For several weeks this year, the 1,300 students at Pinelands Regional High School in Tuckerton, N.J., began each day listening to a little advice from the stars.
Every morning, the daily horoscope from the comics page of a local newspaper was read over the school’s public-address system, along with announcements. “It was just a little humor in the morning to start the day off on a high note,’' said Clement A. Crea, superintendent of the Pinelands Regional School District.
But last month, Mr. Crea reluctantly ended the practice following complaints from several parents.
“It seems they objected to the horoscopes because they were astrology-based,’' he said.

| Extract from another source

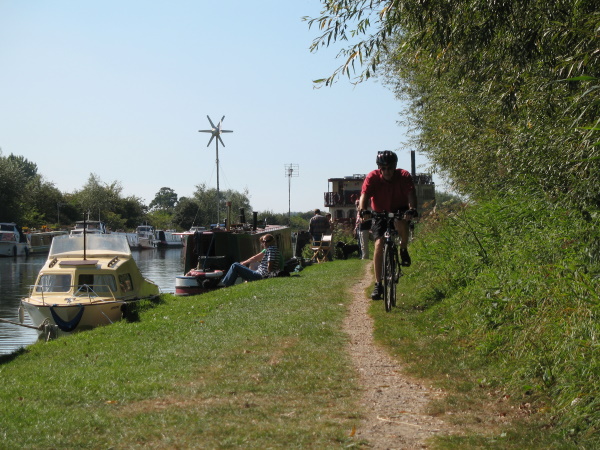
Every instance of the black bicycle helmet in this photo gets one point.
(387, 158)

Before acting on the complaints, Mr. Crea said, he sought the advice of a lawyer for the district, who told him that “if it was going to create a public hassle, we were better off not continuing it.’'
The lawyer said the astrological forecasting “could be considered by some to be a form of religion,’' according to the superintendent.
Concerned about a possible church-state conflict, Mr. Crea reluctantly asked the student council to stop reading the horoscopes.
A number of students were upset by his decision, he said, but “the smoke cleared after a day or so.’'
He called the complaints “totally unfortunate.’'
“The staff and the student body saw [the horoscope reading] as being purely humorous, with no serious meaning,’' he said.
“I know of no one who decided to leave school and go home once they heard their horoscope read.’'
Meanwhile, teachers and students have been searching, in the superintendent’s words, for “something else unique that will provide a little comic relief in the morning.’'
Like reading the day’s lunch menu?--R.R.